В рассказе «Припадок» студент Васильев, впечатлительный, с чертами острой чувствительности к чужому страданию и унижению, обойдя с веселой компанией публичные дома, травмирован зрелищем человеческого унижения, испытывает сильнейшую душевную боль. «Душевная боль» в действительности не является только образным литературным выражением. Это также и медицинский термин, обозначающий весьма сложное страдание, которое могут испытывать люди с совершенно сохраненным сознанием, хорошо ориентирующиеся в окружающей обстановке. Это страдание выражается, пишет профессор Н.И. Озерецкий, в «безысходной» тоске, когда больной мечется, нигде не находя себе покоя. Для больных в то же время «мучительно сознание того, что они стали безразличными к близким людям, черствыми эгоистами. Стремясь избавить себя от невыносимых страданий, а окружающих от своего присутствия, больные нередко покушаются на самоубийство»[10].
Когда перечитываешь те страницы чеховского «Припадка», в которых писатель описывает «душевную боль», невольно обращаешь внимание на поразительную аналогию, между тем, как описано это состояние у Корсакова и у Чехова. Лицо у Васильева было бледно и осунулось, виски впали, глаза были большие, темные, неподвижные, точно чужие, и выражали невыносимое душевное страдание. То, как описывает своего героя Чехов, настолько правдиво и настолько совпадает с научным описанием, что невольно приходит мысль – это писал не только замечательный художник и очень умный врач, но и человек, который переносил душевную боль сам.
С.С. Корсаков отмечал частую заболеваемость писателей, художников, артистов, врачей, студентов. Причиной заболеваемости этих людей были «впечатления действительной жизни». А впечатления 80-х годов, годов реакции, были тяжелыми и давящими.

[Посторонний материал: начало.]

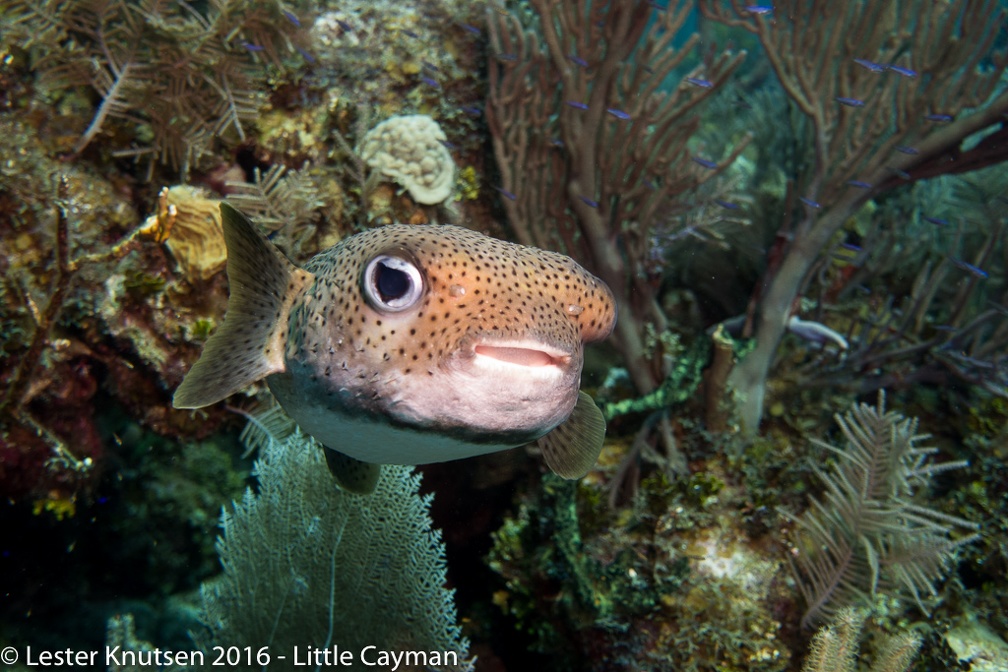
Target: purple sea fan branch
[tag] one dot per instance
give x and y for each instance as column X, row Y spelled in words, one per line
column 588, row 180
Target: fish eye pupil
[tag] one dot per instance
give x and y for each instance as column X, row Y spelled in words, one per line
column 391, row 283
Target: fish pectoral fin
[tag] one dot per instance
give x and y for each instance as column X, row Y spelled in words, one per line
column 249, row 345
column 352, row 475
column 573, row 447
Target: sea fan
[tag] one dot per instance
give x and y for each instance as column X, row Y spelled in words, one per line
column 308, row 565
column 868, row 536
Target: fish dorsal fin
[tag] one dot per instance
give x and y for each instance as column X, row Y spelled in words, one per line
column 573, row 447
column 249, row 345
column 352, row 475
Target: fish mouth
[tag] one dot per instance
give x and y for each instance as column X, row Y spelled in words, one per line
column 523, row 355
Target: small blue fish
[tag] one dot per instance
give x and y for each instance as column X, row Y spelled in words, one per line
column 698, row 82
column 850, row 102
column 899, row 70
column 870, row 65
column 967, row 266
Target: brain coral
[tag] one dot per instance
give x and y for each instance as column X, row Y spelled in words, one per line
column 410, row 150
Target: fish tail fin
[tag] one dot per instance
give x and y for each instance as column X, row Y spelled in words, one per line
column 249, row 345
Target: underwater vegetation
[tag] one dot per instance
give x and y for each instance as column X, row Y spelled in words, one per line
column 869, row 536
column 171, row 80
column 324, row 566
column 797, row 205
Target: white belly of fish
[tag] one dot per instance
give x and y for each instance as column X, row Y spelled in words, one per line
column 380, row 443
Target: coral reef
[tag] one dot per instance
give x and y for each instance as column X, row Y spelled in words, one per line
column 869, row 536
column 176, row 79
column 323, row 566
column 859, row 155
column 787, row 234
column 411, row 151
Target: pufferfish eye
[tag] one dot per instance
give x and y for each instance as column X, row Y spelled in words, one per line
column 392, row 284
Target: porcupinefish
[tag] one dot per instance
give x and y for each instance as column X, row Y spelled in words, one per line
column 409, row 345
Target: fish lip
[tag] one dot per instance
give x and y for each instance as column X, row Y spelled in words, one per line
column 526, row 354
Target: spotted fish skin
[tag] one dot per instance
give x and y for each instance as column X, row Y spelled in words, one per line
column 410, row 344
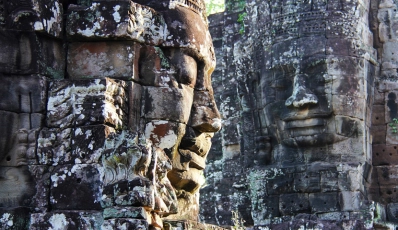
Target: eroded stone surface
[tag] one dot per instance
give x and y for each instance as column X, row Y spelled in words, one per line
column 108, row 113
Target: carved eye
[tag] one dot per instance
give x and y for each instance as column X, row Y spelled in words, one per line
column 282, row 84
column 185, row 66
column 187, row 71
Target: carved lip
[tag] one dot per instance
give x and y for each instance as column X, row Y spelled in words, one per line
column 295, row 117
column 311, row 122
column 195, row 161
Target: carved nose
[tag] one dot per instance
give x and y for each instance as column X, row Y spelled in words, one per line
column 301, row 95
column 205, row 116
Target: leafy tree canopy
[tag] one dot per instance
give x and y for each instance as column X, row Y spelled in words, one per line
column 214, row 6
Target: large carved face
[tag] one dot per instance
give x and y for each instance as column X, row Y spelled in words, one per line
column 179, row 108
column 316, row 102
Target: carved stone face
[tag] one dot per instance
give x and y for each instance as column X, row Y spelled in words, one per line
column 179, row 108
column 313, row 104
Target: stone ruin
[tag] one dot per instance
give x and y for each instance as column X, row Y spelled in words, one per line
column 307, row 93
column 108, row 114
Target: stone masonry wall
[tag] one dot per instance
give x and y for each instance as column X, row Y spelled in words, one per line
column 343, row 176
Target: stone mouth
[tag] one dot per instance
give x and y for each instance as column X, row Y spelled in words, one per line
column 195, row 160
column 305, row 123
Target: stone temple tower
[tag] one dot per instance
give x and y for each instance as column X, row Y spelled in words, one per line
column 307, row 94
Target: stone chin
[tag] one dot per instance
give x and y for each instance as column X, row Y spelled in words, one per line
column 190, row 180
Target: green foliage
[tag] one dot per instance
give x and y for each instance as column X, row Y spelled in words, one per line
column 241, row 18
column 214, row 6
column 238, row 221
column 393, row 125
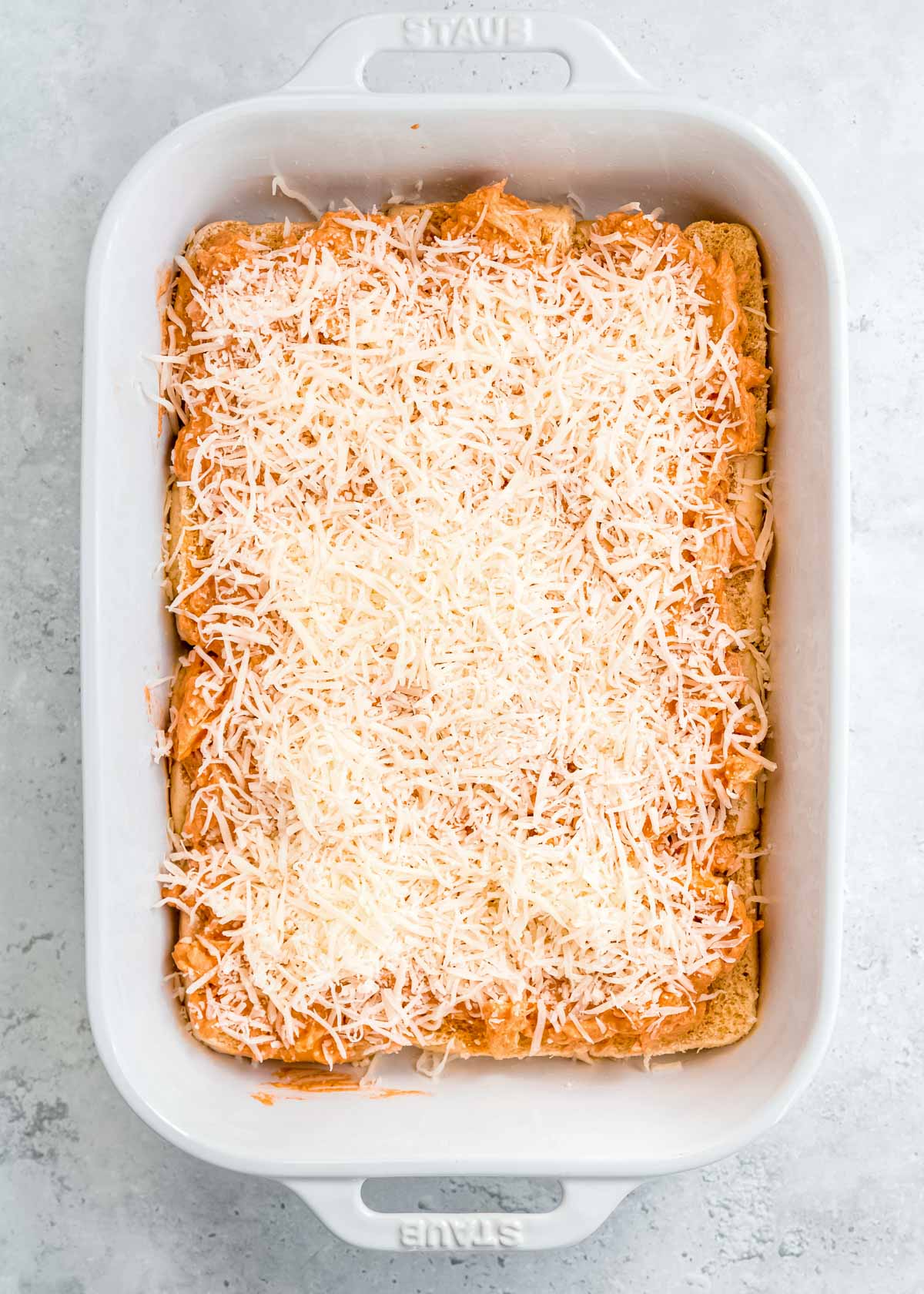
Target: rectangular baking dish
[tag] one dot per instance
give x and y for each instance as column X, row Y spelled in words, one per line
column 608, row 139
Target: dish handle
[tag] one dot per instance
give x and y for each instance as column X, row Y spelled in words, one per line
column 593, row 60
column 587, row 1202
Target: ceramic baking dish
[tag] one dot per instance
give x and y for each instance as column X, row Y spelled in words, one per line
column 606, row 139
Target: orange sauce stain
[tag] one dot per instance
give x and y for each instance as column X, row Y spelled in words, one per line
column 296, row 1082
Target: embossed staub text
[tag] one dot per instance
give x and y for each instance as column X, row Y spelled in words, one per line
column 460, row 1232
column 467, row 32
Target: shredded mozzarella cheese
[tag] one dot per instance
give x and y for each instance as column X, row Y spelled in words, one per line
column 456, row 505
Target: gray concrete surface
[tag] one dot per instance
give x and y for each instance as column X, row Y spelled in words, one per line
column 830, row 1201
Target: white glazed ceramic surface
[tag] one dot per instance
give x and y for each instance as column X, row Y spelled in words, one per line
column 606, row 139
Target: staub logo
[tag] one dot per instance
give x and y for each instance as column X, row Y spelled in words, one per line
column 460, row 1232
column 469, row 32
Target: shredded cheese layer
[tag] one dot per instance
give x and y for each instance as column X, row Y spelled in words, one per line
column 467, row 719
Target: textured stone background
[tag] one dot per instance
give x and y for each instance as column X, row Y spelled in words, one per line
column 91, row 1200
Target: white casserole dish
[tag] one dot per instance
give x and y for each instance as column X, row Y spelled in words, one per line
column 601, row 1128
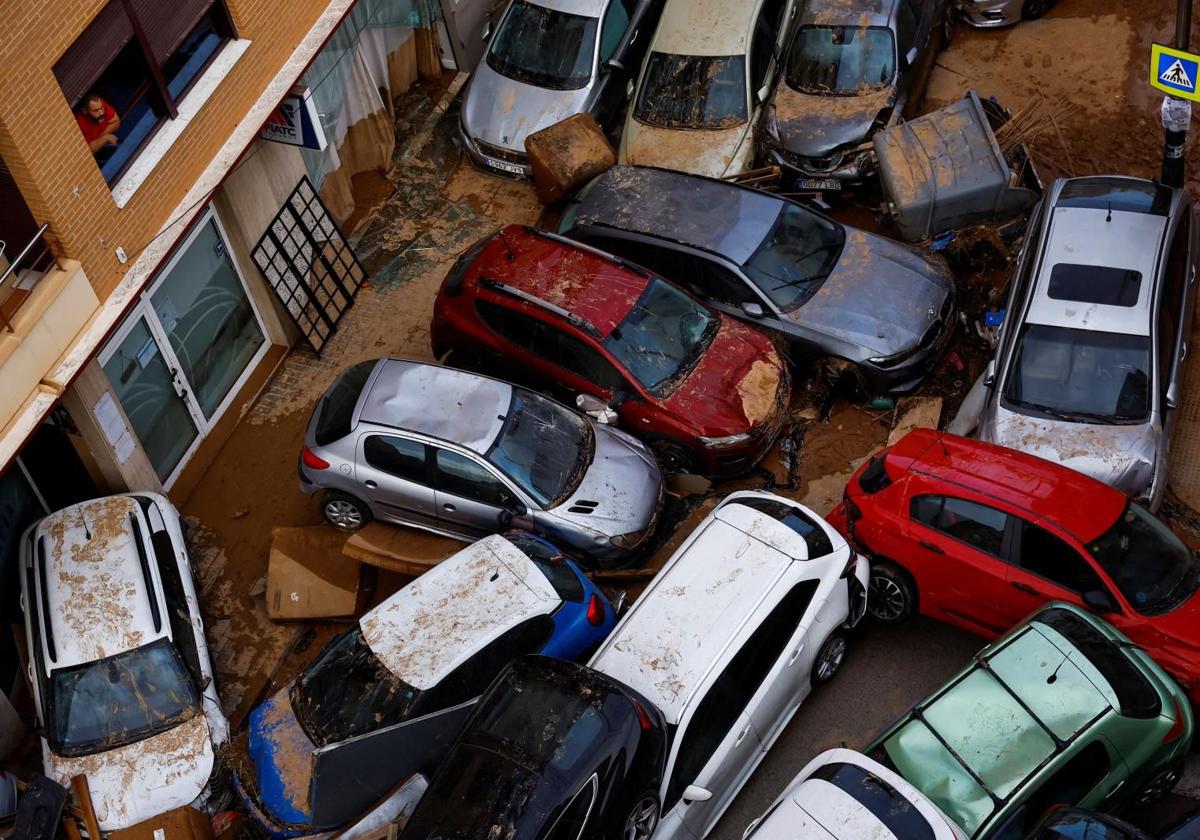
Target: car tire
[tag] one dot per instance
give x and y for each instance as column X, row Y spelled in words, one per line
column 1162, row 783
column 642, row 819
column 343, row 511
column 829, row 658
column 672, row 455
column 1032, row 10
column 891, row 593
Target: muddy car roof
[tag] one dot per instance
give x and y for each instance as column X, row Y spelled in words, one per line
column 702, row 213
column 849, row 12
column 441, row 619
column 705, row 27
column 442, row 402
column 683, row 624
column 97, row 593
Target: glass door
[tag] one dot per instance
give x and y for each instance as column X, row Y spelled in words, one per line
column 154, row 399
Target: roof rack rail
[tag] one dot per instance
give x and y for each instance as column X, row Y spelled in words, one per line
column 151, row 595
column 577, row 321
column 591, row 249
column 47, row 624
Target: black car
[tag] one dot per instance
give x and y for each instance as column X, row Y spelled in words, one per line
column 827, row 289
column 552, row 751
column 852, row 69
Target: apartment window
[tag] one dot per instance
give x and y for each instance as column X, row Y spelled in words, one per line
column 139, row 58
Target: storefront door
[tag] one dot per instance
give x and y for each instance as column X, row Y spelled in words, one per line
column 184, row 351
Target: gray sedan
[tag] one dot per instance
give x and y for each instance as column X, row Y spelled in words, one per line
column 466, row 456
column 827, row 289
column 1091, row 358
column 549, row 60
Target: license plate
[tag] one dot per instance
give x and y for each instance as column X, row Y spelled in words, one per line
column 817, row 184
column 511, row 168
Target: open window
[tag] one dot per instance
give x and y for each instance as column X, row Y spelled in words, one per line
column 139, row 58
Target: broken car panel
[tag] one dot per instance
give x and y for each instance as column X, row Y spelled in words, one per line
column 433, row 646
column 827, row 289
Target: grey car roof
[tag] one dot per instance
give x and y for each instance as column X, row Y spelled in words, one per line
column 849, row 12
column 436, row 401
column 1083, row 237
column 699, row 211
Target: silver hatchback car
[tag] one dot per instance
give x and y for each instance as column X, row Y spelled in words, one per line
column 465, row 455
column 1090, row 363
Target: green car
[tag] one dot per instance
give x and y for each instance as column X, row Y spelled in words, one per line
column 1062, row 711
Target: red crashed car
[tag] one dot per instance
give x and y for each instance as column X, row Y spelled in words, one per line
column 703, row 390
column 979, row 535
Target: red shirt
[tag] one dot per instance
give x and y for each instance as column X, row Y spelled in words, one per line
column 91, row 129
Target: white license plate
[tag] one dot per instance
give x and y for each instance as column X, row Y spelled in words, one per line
column 511, row 168
column 817, row 184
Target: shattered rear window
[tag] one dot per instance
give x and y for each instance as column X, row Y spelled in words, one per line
column 120, row 700
column 693, row 91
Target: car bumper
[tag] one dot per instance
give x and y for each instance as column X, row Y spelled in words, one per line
column 491, row 163
column 990, row 13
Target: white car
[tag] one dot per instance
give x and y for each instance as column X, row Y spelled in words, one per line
column 121, row 677
column 709, row 70
column 841, row 795
column 748, row 615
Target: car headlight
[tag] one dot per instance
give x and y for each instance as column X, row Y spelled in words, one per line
column 726, row 442
column 630, row 540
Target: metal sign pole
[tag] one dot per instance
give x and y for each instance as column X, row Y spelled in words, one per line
column 1176, row 113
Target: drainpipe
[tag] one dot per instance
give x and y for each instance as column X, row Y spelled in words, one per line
column 1176, row 113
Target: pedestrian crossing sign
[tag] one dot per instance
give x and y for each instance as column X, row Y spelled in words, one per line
column 1174, row 71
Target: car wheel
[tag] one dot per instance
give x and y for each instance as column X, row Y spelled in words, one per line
column 891, row 595
column 642, row 820
column 829, row 659
column 345, row 511
column 1032, row 10
column 1158, row 785
column 672, row 455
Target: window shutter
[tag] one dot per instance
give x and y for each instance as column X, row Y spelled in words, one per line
column 166, row 24
column 93, row 52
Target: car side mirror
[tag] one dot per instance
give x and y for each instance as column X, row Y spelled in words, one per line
column 1098, row 600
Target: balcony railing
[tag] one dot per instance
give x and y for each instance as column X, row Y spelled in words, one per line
column 21, row 273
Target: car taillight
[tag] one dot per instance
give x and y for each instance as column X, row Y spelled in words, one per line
column 312, row 461
column 595, row 611
column 1177, row 726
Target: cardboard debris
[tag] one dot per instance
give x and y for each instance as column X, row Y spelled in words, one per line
column 309, row 576
column 567, row 155
column 916, row 413
column 181, row 823
column 405, row 550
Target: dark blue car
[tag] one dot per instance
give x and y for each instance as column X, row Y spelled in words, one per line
column 400, row 682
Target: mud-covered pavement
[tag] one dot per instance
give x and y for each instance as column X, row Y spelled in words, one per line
column 1086, row 60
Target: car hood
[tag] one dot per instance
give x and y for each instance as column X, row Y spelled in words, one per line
column 735, row 388
column 142, row 780
column 814, row 126
column 1121, row 456
column 281, row 754
column 503, row 112
column 882, row 295
column 713, row 153
column 621, row 490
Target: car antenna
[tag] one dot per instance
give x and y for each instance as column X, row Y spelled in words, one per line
column 511, row 255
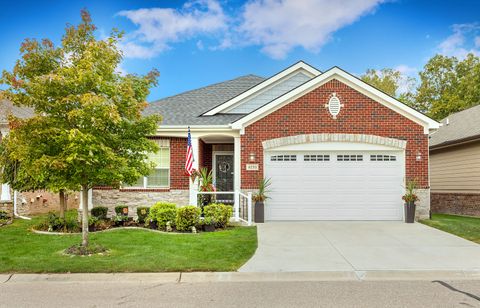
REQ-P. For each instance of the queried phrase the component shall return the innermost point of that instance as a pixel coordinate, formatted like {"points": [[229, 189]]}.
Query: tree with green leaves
{"points": [[448, 85], [88, 129]]}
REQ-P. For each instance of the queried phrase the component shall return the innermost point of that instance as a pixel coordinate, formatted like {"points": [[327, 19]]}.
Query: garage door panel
{"points": [[335, 190]]}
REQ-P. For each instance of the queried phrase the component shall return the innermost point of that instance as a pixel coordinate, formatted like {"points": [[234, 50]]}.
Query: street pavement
{"points": [[207, 290]]}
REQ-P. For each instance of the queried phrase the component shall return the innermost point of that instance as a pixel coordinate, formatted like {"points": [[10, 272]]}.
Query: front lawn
{"points": [[463, 226], [130, 250]]}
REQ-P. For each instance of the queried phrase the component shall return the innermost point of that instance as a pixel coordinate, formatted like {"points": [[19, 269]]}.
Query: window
{"points": [[349, 157], [283, 158], [159, 177], [316, 157], [383, 157]]}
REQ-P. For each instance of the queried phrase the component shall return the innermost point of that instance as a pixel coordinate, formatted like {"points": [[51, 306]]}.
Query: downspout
{"points": [[15, 207]]}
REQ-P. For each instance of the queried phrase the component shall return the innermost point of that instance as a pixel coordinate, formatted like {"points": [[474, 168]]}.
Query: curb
{"points": [[212, 277]]}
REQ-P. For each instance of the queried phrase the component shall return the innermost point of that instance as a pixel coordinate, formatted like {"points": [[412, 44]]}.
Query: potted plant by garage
{"points": [[259, 199], [410, 197]]}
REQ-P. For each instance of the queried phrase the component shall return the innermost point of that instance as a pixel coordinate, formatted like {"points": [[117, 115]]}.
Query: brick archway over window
{"points": [[316, 138]]}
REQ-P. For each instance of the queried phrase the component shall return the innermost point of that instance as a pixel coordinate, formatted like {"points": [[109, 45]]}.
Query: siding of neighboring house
{"points": [[455, 179], [360, 115]]}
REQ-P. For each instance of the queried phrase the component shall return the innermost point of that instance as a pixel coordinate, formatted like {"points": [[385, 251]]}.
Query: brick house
{"points": [[334, 147], [455, 164]]}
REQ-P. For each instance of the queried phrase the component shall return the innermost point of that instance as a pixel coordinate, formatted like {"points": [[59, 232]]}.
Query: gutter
{"points": [[456, 142]]}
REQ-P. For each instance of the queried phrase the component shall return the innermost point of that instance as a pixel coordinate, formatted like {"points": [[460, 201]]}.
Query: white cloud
{"points": [[160, 27], [459, 44], [277, 26], [281, 25]]}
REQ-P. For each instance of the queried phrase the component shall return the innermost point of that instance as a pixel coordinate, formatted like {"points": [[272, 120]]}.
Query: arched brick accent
{"points": [[316, 138]]}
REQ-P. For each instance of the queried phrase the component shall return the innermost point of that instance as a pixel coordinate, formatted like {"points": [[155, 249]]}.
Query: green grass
{"points": [[463, 226], [130, 251]]}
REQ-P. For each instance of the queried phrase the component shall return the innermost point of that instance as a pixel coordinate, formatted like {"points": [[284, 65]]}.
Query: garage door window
{"points": [[283, 158], [316, 157], [378, 157], [349, 157]]}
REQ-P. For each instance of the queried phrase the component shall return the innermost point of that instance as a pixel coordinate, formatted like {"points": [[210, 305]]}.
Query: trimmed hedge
{"points": [[100, 212], [187, 217], [219, 213], [142, 213], [163, 212]]}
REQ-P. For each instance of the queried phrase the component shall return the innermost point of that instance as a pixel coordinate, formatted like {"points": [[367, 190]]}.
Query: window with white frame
{"points": [[349, 157], [159, 177]]}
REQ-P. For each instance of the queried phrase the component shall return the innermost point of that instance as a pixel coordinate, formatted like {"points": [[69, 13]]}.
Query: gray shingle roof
{"points": [[8, 108], [462, 125], [186, 108]]}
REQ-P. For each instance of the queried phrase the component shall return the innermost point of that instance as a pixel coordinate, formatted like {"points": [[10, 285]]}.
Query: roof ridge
{"points": [[207, 86]]}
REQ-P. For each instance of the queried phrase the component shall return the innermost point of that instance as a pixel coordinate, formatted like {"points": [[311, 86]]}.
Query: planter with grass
{"points": [[259, 199], [410, 197]]}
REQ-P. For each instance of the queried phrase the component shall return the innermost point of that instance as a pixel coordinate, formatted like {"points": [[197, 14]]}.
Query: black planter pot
{"points": [[209, 228], [153, 225], [259, 212], [410, 212]]}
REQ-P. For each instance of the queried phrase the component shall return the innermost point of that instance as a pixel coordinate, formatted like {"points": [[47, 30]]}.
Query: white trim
{"points": [[299, 66], [214, 165], [355, 83]]}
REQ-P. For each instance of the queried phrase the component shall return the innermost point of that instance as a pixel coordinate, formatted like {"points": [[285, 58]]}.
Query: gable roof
{"points": [[186, 108], [462, 126], [350, 80], [300, 66], [7, 108]]}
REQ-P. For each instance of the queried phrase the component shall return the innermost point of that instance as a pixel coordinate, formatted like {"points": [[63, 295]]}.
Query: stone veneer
{"points": [[135, 198], [456, 203]]}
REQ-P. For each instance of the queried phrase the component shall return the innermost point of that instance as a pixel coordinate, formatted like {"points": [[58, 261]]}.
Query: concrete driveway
{"points": [[359, 246]]}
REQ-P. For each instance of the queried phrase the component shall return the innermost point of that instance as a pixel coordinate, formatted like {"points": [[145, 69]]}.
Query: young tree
{"points": [[89, 129], [449, 85]]}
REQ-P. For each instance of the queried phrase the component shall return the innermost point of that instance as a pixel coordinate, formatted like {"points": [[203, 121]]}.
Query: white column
{"points": [[5, 192], [237, 175], [194, 185]]}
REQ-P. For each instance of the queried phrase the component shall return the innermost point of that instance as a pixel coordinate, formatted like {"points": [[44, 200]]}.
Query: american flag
{"points": [[189, 157]]}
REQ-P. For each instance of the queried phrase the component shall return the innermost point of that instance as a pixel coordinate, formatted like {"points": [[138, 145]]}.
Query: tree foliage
{"points": [[88, 129], [447, 85]]}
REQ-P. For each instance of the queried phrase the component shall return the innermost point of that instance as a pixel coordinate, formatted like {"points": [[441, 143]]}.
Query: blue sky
{"points": [[196, 43]]}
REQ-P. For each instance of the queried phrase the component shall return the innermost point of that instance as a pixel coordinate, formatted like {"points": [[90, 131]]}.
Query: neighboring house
{"points": [[27, 203], [334, 147], [455, 164]]}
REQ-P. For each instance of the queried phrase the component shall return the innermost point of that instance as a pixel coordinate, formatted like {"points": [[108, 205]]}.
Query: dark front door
{"points": [[224, 176]]}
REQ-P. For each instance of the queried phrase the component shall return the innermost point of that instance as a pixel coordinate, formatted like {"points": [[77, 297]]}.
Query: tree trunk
{"points": [[84, 216], [62, 204]]}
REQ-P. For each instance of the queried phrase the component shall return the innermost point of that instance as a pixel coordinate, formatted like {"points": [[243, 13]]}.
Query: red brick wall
{"points": [[360, 115], [178, 148]]}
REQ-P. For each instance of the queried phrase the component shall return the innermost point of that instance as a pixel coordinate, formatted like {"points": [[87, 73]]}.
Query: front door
{"points": [[224, 176]]}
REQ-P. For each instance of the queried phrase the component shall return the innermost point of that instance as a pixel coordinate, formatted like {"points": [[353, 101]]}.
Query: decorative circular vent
{"points": [[334, 105]]}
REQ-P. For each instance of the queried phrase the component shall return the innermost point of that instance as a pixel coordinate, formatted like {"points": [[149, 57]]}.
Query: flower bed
{"points": [[166, 217]]}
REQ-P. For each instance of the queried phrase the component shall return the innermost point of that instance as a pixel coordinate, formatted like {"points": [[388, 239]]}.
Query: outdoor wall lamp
{"points": [[419, 156]]}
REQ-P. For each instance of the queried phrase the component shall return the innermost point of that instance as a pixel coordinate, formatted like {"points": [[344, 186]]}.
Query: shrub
{"points": [[187, 217], [163, 212], [121, 210], [142, 213], [100, 212], [219, 213]]}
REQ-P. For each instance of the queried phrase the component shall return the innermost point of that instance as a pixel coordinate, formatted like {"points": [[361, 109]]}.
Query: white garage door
{"points": [[335, 185]]}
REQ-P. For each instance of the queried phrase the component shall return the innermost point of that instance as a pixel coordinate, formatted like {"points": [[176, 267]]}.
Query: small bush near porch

Используя свое глубокое понимание человеческой психики, Чехов сумел показать, что «впечатления действительной жизни» предельно уничтожали человеческую личность и способствовали появлению «душевной боли» у тех людей, которые не могли переносить чужое страдание.
После путешествия на о. Сахалин Чехову стало ясно, что каторгой для большинства населения России являлось все жандармско-чиновничье государство. Общий социальный фон повести «Палата №6» – это самодержавно-полицейская Россия, в меньшем концентрическом круге – глухой провинциальный город с больницей и тюрьмой, находящимися на расстоянии ста саженей друг от друга; в еще меньшем круге – унылый и окаянный флигель больницы, ютящийся где-то на ее задворках. Удушливый, гнилостный запах флигеля хорошо знаком писателю по баракам каторжников, а он ведь посетил не одну сотню таких бараков[11].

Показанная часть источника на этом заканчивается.